Sunday, May 4, 2014

Review: American String Quartet

with Roberto Díaz, viola
and Andrés Díaz, cello
May 3, Virginia Commonwealth University

Performances of string sextets are pretty rare outside major cultural centers and music festivals, so the visit by the American String Quartet – violinists Peter Winograd and Laurie Carney, violist Daniel Avshalomov and cellist Wolfram Koessel – joined by violist Roberto Díaz and cellist Andrés Díaz, concluding this season’s Rennolds Chamber Concerts series at Virginia Commonwealth University, was keenly anticipated.

For the most part, the six fiddlers’ program lived up to expectations. Their robust, high-relief sound filled the space of VCU’s 500-seat Vlahcevic Concert Hall, and their sharply defined, rhetorically dramatic interpretations were stirring enough to provoke spontaneous verbal reactions from listeners (for example, the “whoo!” emanating from the balcony after the first movement of Tchaikovsky’s “Souvenir de Florence”).

Energy often trumped refinement, predictably in the Tchaikovsky, a work of headlong expressiveness, sprawling structure and not fully integrated voicings that sounds far more Russian than Florentine (“Souvenir de Novosibirsk” would be a more accurate title, especially for the last two movements) and more orchestral than chamber in scale.

The clean, singing tones of the violinist Winograd, seconded by cellist Koessel, in the slow movement, and the sharply accented, idiomatically Russian tones of the full ensemble in the scherzo, highlighted the Tchaikovsky.

The program’s other full-length offering, Brahms’ Sextet in G major, Op. 36, also received big, verging on orchestral, treatment from the six musicians. The piece can take it – it has, in fact, been arranged for full orchestra – and its unusually (for Brahms) sunny, outgoing expressiveness and brightly colored tonal palette nudge interpreters away from the conventional rich, bronzed Brahms sonority.

The ensemble avoided the most common pitfalls of Brahms performance, playing too slowly (allegro non troppo means “fast, but not too fast,” not “fast, but not really”) and with overly thick sound textures, and produced useful contrasts of bright and dusky tonality – enriching collective string sound, for example, as the adagio movement progressed.

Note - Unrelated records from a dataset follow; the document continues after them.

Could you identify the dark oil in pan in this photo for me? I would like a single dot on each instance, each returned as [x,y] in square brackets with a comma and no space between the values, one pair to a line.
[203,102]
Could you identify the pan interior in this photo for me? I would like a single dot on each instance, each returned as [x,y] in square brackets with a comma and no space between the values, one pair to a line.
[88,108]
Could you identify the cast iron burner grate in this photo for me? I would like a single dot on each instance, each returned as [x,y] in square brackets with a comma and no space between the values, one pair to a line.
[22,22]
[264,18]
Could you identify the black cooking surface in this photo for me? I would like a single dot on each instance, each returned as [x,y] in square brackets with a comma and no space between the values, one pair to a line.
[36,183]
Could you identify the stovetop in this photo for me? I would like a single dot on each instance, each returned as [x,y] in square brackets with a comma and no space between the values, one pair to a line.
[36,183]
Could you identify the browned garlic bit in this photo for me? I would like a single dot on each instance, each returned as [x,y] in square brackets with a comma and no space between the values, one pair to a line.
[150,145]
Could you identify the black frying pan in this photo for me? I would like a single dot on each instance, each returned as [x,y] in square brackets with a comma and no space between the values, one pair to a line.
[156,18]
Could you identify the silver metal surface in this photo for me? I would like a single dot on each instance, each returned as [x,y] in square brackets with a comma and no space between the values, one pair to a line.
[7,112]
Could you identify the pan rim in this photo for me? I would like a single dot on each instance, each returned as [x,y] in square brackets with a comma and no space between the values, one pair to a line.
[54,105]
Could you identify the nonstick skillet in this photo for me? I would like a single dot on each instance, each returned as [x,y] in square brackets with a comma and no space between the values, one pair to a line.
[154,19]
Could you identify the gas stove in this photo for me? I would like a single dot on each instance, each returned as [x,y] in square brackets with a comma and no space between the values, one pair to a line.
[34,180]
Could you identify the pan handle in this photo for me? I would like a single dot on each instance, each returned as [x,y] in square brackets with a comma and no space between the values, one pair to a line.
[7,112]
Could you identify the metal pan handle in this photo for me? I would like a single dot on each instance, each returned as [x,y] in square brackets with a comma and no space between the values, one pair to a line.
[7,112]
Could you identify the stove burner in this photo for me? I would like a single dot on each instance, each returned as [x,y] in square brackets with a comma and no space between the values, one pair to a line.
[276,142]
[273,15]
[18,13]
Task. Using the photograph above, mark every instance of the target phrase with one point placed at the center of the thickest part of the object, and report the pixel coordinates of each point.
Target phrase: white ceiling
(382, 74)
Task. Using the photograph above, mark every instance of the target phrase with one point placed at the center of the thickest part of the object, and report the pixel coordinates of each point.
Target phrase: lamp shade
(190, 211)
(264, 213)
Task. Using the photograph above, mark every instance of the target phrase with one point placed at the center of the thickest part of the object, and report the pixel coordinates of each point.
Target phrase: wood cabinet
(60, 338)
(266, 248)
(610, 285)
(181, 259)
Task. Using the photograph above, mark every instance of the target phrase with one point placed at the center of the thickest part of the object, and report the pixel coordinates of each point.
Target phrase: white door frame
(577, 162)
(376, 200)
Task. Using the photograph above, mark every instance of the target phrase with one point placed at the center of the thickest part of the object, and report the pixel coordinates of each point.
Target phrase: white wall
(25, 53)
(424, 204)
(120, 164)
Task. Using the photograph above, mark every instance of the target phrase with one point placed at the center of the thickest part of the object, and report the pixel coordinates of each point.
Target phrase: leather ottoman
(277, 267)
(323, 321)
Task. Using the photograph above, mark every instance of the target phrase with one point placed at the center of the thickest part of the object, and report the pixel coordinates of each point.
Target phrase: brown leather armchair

The program opened with the string sextet that opens Richard Strauss’ opera “Capriccio,” a masterful condensation of the composer’s yearning, nostalgic brand of late romanticism and his most effective piece of chamber music. The six musicians, paced by violinist Winograd, produced a clean, bright sound that neither over- nor underplayed the expression and spirit of the piece.